Фанни взглянула и увидала, что подле нее танцевали ножницы со вздевальной иголкой.
– Скажите, пожалуйста, – удивилась Фанни, – как они фигурно одеты!
– Да! это по моде. Но я сознаюсь откровенно, я не видел другого такого смелого господина, как эти ножницы. Притом его род очень старинный. Один из его предков был в руках у Парки и постоянно перерезывал нить человеческой жизни.
– Ах! это ужасно, – вскричала Фанни. – Жизнь так хороша, зачем ее перерезывать?
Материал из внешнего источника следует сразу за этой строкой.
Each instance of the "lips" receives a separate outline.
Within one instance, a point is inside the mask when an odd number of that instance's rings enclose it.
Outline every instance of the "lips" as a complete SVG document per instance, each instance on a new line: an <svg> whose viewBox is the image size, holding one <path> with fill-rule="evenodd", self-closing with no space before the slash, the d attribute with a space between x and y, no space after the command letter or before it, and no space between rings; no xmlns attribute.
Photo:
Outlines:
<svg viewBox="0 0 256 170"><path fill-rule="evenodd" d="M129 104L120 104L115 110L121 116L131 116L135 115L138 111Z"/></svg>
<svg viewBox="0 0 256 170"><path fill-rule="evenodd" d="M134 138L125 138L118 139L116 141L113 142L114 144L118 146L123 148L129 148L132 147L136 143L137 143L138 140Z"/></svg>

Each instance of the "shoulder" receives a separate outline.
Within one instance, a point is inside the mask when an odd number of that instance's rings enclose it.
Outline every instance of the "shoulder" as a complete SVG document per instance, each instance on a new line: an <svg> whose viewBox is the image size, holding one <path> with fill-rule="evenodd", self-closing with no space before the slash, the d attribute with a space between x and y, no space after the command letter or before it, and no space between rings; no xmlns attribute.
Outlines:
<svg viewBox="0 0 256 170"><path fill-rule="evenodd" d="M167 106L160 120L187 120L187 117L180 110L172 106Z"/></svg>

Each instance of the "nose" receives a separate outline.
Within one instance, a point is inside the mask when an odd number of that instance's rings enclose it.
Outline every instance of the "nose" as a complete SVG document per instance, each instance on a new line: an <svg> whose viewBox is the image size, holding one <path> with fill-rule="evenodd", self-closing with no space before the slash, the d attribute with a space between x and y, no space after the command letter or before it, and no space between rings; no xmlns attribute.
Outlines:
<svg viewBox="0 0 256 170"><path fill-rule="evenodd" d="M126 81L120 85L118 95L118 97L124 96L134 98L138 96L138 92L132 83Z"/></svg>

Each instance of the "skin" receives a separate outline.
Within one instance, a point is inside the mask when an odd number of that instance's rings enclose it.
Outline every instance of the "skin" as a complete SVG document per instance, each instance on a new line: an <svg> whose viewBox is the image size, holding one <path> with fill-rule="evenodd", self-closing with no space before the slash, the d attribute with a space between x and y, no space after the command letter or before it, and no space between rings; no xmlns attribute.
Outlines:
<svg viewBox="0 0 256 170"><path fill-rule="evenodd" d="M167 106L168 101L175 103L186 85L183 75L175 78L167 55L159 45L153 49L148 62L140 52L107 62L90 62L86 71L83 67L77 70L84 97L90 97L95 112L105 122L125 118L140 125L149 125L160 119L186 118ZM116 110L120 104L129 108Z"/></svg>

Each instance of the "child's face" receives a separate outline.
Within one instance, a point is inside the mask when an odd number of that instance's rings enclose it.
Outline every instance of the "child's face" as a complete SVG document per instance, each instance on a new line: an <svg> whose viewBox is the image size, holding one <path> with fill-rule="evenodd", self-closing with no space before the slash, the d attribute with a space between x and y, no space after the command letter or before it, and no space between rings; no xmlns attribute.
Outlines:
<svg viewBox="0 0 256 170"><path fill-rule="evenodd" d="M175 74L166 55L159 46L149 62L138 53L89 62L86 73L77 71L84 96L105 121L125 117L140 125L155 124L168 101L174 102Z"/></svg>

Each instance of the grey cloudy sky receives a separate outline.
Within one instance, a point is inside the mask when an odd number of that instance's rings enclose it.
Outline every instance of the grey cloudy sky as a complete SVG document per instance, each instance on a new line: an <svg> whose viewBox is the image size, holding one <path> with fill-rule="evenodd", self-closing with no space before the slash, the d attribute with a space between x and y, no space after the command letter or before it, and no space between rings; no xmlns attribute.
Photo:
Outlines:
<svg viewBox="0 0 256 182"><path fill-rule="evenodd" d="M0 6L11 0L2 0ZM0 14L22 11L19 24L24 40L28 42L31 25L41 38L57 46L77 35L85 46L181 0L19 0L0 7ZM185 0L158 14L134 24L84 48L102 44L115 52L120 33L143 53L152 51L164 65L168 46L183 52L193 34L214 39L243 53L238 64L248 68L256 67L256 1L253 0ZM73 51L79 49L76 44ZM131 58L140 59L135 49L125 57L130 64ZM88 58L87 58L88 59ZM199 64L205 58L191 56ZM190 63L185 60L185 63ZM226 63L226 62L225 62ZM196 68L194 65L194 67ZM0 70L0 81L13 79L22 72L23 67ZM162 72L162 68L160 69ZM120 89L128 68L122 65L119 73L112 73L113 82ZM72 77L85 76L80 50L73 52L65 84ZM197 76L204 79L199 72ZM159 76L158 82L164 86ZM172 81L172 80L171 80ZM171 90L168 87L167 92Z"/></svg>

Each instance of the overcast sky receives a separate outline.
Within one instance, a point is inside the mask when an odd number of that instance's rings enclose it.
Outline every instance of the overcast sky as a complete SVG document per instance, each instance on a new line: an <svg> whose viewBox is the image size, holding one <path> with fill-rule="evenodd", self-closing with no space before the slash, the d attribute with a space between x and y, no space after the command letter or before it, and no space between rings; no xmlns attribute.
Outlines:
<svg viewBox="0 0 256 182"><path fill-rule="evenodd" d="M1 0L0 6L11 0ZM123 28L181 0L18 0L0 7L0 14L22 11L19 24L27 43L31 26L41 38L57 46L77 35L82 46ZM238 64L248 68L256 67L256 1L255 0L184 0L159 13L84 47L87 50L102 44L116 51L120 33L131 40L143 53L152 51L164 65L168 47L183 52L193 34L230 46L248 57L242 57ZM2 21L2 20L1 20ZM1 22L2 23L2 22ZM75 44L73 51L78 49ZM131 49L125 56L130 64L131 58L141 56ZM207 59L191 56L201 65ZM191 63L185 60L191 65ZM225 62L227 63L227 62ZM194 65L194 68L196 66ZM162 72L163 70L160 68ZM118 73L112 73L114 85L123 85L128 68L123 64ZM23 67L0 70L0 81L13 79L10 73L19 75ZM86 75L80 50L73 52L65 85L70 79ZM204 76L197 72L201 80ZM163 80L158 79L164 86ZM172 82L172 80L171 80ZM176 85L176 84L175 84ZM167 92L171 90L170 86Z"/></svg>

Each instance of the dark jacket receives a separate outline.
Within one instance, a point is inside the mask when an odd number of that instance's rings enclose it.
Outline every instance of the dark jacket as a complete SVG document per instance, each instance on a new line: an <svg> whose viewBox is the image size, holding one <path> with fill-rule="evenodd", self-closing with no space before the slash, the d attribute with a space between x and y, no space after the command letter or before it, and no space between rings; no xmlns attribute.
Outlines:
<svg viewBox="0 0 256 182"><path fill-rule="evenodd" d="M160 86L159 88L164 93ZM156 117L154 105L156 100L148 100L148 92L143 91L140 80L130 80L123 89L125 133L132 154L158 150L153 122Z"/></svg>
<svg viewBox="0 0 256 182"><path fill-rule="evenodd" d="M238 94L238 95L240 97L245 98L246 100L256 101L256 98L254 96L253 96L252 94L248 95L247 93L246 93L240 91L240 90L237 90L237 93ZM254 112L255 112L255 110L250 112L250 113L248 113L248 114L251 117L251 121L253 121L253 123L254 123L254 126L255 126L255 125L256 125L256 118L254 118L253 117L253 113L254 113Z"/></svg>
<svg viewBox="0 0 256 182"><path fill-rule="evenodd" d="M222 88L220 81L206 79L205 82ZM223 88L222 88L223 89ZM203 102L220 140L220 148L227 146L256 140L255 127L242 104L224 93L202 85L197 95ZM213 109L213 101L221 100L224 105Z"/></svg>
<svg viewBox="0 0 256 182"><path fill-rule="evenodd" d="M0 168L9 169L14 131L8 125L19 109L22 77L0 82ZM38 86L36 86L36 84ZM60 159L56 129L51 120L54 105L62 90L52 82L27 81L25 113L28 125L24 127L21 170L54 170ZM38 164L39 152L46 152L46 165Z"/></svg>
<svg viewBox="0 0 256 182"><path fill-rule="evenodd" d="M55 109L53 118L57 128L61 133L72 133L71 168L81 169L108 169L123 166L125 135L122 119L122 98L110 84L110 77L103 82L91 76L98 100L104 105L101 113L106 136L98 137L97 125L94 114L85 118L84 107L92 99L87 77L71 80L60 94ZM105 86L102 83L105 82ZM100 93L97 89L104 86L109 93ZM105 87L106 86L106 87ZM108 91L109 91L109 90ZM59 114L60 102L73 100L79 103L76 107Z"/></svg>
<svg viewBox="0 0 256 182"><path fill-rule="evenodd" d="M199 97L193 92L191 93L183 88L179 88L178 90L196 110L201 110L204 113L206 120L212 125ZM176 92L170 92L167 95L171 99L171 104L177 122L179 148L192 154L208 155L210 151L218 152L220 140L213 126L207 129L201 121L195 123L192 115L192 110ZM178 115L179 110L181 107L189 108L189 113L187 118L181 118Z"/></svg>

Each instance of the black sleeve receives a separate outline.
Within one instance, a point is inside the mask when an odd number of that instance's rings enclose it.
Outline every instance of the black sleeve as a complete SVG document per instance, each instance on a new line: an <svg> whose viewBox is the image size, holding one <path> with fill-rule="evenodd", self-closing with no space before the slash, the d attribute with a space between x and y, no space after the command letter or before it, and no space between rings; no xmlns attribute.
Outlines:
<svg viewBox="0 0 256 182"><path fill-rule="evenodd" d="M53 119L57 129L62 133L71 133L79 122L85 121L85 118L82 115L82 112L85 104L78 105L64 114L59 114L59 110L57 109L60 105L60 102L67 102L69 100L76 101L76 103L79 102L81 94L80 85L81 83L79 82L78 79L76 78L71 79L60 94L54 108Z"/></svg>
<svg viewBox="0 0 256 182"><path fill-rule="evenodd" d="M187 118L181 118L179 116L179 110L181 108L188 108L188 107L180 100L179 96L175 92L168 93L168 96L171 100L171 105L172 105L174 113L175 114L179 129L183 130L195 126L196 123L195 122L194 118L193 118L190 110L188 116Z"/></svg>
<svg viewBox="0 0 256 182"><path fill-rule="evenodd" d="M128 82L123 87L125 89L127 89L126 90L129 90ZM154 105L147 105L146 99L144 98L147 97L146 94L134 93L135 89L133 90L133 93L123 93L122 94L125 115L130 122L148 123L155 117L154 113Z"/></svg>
Мне, например, теперь так хорошо, легко, весело. Зачем же перерезывать мою жизнь?
Наперсток пожал плечами.
– Это именно самый лучший момент, – сказал он, – для того, чтобы перерезать жизнь. Многие умирают с отчаянья. Что же в том хорошего? Или живут какой-то сомнительной жизнью. Вот хоть бы эта вздевальная иголка. Она, сознаюсь откровенно, очень тупа, то есть ограниченна, хотел я сказать. А между тем она думает о себе чрезвычайно много, держит себя так прямо и подымает кверху свою маленькую головку. Она воображает себе, что она, собственно, она проводит всегда всякие толстые шнурки и широкие тесемки. Жить постоянно таким самообольщением я не считаю рациональным; это сомнительная жизнь.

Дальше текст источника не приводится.